Now, however, we also decide that the modified job a claimant has found on his or her own must be substantially similar in earnings to the jobs referred. Otherwise, an employer may suffer a financial detriment because a partially disabled claimant who, admittedly, may prefer the lower paying employment does not receive wages equal to or nearly equal to his time-of-injury job. Such a circumstance was not embraced or ever contemplated by the inherent humanitarian purposes of the Workers’ Compensation Act,2 which act was designed to alleviate the economic burdens caused by a claimant’s loss of earning power.

Here, Beckett testified in part:

Q. The reason why you didn’t go to any of these interviews was—

A. I was working; I had already chosen what I wanted to do.

Q. But you weren’t earning any income from that position—

A. I was losing money, but I was trying.

(Notes of Testimony (N.T.), Testimony of Robert Beckett, Hearing of April 6,1989, pp. 24-25). Athough Beckett also testified he has been a full-time college student since 1987 (N.T., Testimony of Robert Beckett, Hearing of 4/6/89, pp. 5-7), this student status does not form a basis for his appeal. (See Petitioner’s Statement of Questions Involved, Petitioner’s brief, p. 3).

Even so, Beckett does rely on Burgess v. Workmen’s Compensation Appeal Board (Plaza Foods), 149 Pa.Cmwlth. 13, 612 A.2d 542 (1992), appeal denied, 533 Pa. 613, 618 A.2d 403 (1992), recons. denied (Dec. 29, 1992) to support his position in this matter. Nevertheless, that case is inapposite, where, unlike Beckett, Burgess undertook vocational retraining only because of her work-related injury,3 and she followed through and applied for the employer-referred job, which would not accommodate her retraining schedule. As the employer notes, the issue here is whether Beckett acted in good faith, not whether the referred jobs were actually available, as in Burgess.

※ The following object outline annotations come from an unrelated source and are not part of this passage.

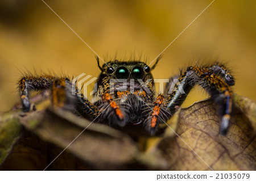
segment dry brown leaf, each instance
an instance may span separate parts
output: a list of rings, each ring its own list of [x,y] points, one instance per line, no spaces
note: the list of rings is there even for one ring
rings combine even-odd
[[[242,96],[240,99],[246,100]],[[237,108],[226,136],[219,133],[220,118],[215,106],[209,99],[177,112],[170,120],[170,127],[177,134],[167,128],[163,138],[156,148],[161,150],[168,160],[168,169],[256,170],[256,141],[252,127],[255,123],[253,122],[253,114],[256,111],[256,104],[252,101],[244,103],[247,106],[249,103],[252,115],[247,116],[254,119],[250,121]],[[249,111],[240,106],[242,110]],[[174,123],[176,124],[174,125]]]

Because both an employer and a claimant are responsible to allay the financial burdens of a work-related disability where a claimant can return to some type of work, we will affirm the Board’s decision in this case.

ORDER

AND NOW, this 15th day of April, 1996, the order of the Workmen’s Compensation Appeal Board, No. A94-0114, dated August •31,1995, is hereby affirmed.

. Our scope of review is limited to determining whether constitutional rights were violated, errors of law were committed, or necessary findings of fact were unsupported by substantial evidence. Russell v. Workmen’s Compensation Appeal Board (Volkswagen of America), 121 Pa.Cmwlth. 436, 550 A.2d 1364 (1988).

. Act of June 2, 1915, P.L. 736, as amended, 77 P.S. §§ 1 — 1041.4.

. Beckett stated in this regard:

Q. You were taking classes for real estate while you were working your job at Keyserv; but before you were injured, is that what you are saying?
A. Yes.
Q. Was it your intention then to go into the real estate business even before your injury?
A. I figured it couldn’t hurt. I had taken the classes; but you had to get the license in order to work for anybody.

(N.T., Hearing of 4/6/89, Testimony of Robert Beckett, p. 12).